Over and above these indicators, I appreciate further that last year, the teachers,
parents, and local barangay officials in all the six identified barangays have signed
individual commitment to action to attain a child labor-free barangay, and to protect
children from all forms of abuse, neglect, cruelty, exploitation, and discrimination
prejudicial to their development.

Your commitment to establish a functional information system on child labor;


institutionalise and strengthen partnership; provide access to services; mainstream child
labor agenda; conduct advocacy activities; and strengthen enforcement and compliance
to anti-child labor laws is what brought us here today in this gathering.

Because you have performed your roles well, we now have six barangays in Sagada
that are child labor-free, and I declare them so today.

I direct Regional Director Jalbuena to work with Mayor Latawan and the six barangay
captains so that in proper time, markers which declare these barangays child labor-free
can be erected in a conspicuous place in each barangay for all Sagada residents and
visitors to see.

With six barangays in Sagada already child labor-free, the DOLE-CAR has already
more than exceeded its target of declaring five barangays in the “low hanging fruits”
category as child labor-free in 2014. The DOLE-CAR‟s target for 2015 is also five
barangays in the “low hanging” category; six barangays in the “continuing” category;
and nine barangays in the “new frontier”. Congratulations to DOLE-CAR!

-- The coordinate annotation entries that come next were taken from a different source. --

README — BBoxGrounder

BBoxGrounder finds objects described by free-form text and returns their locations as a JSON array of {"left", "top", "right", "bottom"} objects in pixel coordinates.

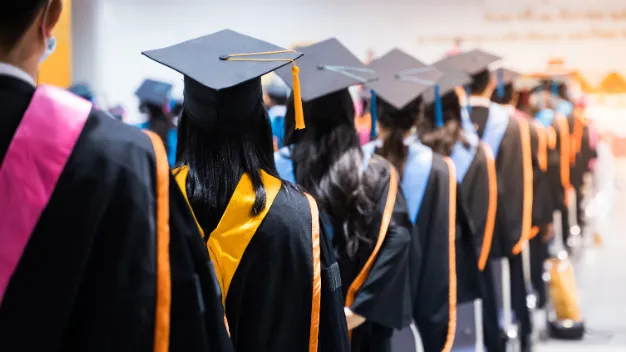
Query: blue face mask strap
[
  {"left": 435, "top": 84, "right": 443, "bottom": 128},
  {"left": 370, "top": 89, "right": 378, "bottom": 140},
  {"left": 496, "top": 68, "right": 504, "bottom": 98}
]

This year, I am excited to know that the DOLE-CAR has strengthened further its
partnership with the DOH, National Nutrition Council, DSWD, Philippine Dental
Association-Benguet Chapter, and the University of the Cordilleras through its Project
H.E.L.E.N. in deepening the Child Labor-Free Barangay Campaign in Sagada.

These institutions and organisations are here again today to help us. They brought with
them medicines, multi-vitamins, dental hygiene kits; family food packs consisting of rice,
canned goods, noodles, coffee, and chocolates; and books and journals. These are for
the children so they will not feel heavily burdened by the chores of school work—not
child work.
To the parents, the DOLE-CAR is also delivering its livelihood enhancement package of
P994,645 for the meat processing project of the parents in Brgy. Agued, P248,785; T-
shirt printing of the parents here in Brgy. Banga-an, P298,470; soya milk production of
the parents in Brgy. Fidelisan, P198,725; and peanut butter production of the parents in
Brgy. Fide, P248,725.

With these assistance, it is my sincere hope that the parents will continue to support the
Child Labor-Free Barangay Campaign as it moves purposely and firmly, not only in
Sagada, but also in many parts of the Philippines. I will certainly share your success
with others so that they will be inspired to also achieve what you have accomplished.

Once again, good morning to all of us. God bless.